Mify-Coder-2.5B-8K is a 2.5B-parameter code-focused language model. It delivers frontier-grade performance in code generation, reasoning, and function calling tasks while maintaining compute efficiency and enterprise-grade safety. Unlike scale-first paradigms, Mify-Coder demonstrates that smaller models can achieve competitive results through principled data curation and optimized training strategies.

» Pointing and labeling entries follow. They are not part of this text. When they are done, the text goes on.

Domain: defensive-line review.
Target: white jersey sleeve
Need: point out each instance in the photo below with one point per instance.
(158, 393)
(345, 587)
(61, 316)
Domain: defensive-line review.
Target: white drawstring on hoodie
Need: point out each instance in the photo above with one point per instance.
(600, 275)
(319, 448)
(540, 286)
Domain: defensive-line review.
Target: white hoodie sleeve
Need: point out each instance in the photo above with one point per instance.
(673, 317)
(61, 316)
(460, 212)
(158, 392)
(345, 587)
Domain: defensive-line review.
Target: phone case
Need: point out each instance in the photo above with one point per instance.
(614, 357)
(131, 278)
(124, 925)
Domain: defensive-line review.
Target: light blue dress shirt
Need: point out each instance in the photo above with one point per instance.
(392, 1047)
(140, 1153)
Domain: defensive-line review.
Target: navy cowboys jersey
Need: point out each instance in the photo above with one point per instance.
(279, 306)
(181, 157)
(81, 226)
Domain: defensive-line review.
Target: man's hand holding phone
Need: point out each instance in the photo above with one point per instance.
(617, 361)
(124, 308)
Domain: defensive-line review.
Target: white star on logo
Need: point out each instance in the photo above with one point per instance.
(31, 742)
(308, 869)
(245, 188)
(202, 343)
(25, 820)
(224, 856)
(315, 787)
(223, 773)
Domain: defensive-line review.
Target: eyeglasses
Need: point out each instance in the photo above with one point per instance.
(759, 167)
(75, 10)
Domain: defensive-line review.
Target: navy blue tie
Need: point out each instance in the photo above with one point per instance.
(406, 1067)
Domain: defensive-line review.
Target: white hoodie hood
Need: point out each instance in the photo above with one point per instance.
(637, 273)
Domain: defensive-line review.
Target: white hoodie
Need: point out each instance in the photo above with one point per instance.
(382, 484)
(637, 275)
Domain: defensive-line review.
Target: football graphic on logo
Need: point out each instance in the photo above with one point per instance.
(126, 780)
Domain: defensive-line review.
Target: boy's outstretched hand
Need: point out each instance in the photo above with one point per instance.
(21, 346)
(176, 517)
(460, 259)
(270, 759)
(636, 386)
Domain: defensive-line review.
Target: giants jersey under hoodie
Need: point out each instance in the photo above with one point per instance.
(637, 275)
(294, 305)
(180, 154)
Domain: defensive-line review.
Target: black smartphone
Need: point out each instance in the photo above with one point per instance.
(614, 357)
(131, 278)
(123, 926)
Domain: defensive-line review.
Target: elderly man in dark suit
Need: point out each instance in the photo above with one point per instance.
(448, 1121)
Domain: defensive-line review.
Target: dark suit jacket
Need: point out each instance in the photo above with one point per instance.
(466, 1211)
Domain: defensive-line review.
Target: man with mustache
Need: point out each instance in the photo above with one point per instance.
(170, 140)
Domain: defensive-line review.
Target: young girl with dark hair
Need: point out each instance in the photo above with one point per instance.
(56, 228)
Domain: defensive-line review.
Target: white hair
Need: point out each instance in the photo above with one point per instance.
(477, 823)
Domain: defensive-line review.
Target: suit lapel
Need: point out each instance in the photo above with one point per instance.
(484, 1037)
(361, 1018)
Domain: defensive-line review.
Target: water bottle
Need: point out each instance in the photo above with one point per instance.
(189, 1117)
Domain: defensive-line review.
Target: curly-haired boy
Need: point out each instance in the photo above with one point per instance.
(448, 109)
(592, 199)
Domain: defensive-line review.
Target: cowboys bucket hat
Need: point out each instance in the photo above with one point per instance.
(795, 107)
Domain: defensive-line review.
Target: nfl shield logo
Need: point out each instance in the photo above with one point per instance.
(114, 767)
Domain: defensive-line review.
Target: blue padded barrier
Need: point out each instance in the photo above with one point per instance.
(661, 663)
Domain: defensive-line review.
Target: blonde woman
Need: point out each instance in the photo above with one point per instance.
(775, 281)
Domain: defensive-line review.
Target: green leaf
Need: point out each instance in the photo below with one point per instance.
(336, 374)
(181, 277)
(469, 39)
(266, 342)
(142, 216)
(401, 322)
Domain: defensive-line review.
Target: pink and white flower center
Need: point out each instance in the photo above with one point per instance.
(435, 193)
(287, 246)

Developed by: Infosys Ltd.


Architecture & Training

  • Base Model: Mify-2.5B
  • Training Phases:
    • Continual Pretraining (CPT): Next-token prediction with Fill-in-the-Middle (FIM) for structural infilling.
    • Supervised Fine-Tuning (SFT): Instruction alignment for coding tasks, multi-turn dialogues, function calling, and safety.
  • Optimization:
    • BF16 mixed precision, Grouped Query Attention (GQA), and Distributed Fused Adam optimizer.
    • Specialized tokenization with syntax markers and reasoning tokens for advanced behaviors.

Performance Highlights

Category Benchmark # Shots Metric Scores
Code Gen MBPP 0 pass@1 89.23%
Code Gen MBPP+ 0 pass@1 88.89%
Code Gen HumanEval 0 pass@1 53.05%
Code Gen HumanEval+ 0 pass@1 46.95%
Code Gen NumpyEval 0 pass@1 56.44%
Code Gen PandasEval 0 pass@1 53.47%
Tool Use BFCL v1 0 acc 79.19%
Tool Use BFCL v2 0 acc 55.26%
  • Outperforms larger models on algorithmic reasoning tasks while maintaining competitive general coding and security-oriented capabilities.

Responsible AI & Safety

  • Integrated safety objectives during SFT.
  • Balanced harmful/general sample ratio (1:4) for secure code generation and ethical language use.
  • Validated against Stanford AirBench and CyberSecEval benchmarks.

Deployment & Future Work

  • Quantization: FP8 and AWQ for efficient inference; optimized with TensorRT-LLM.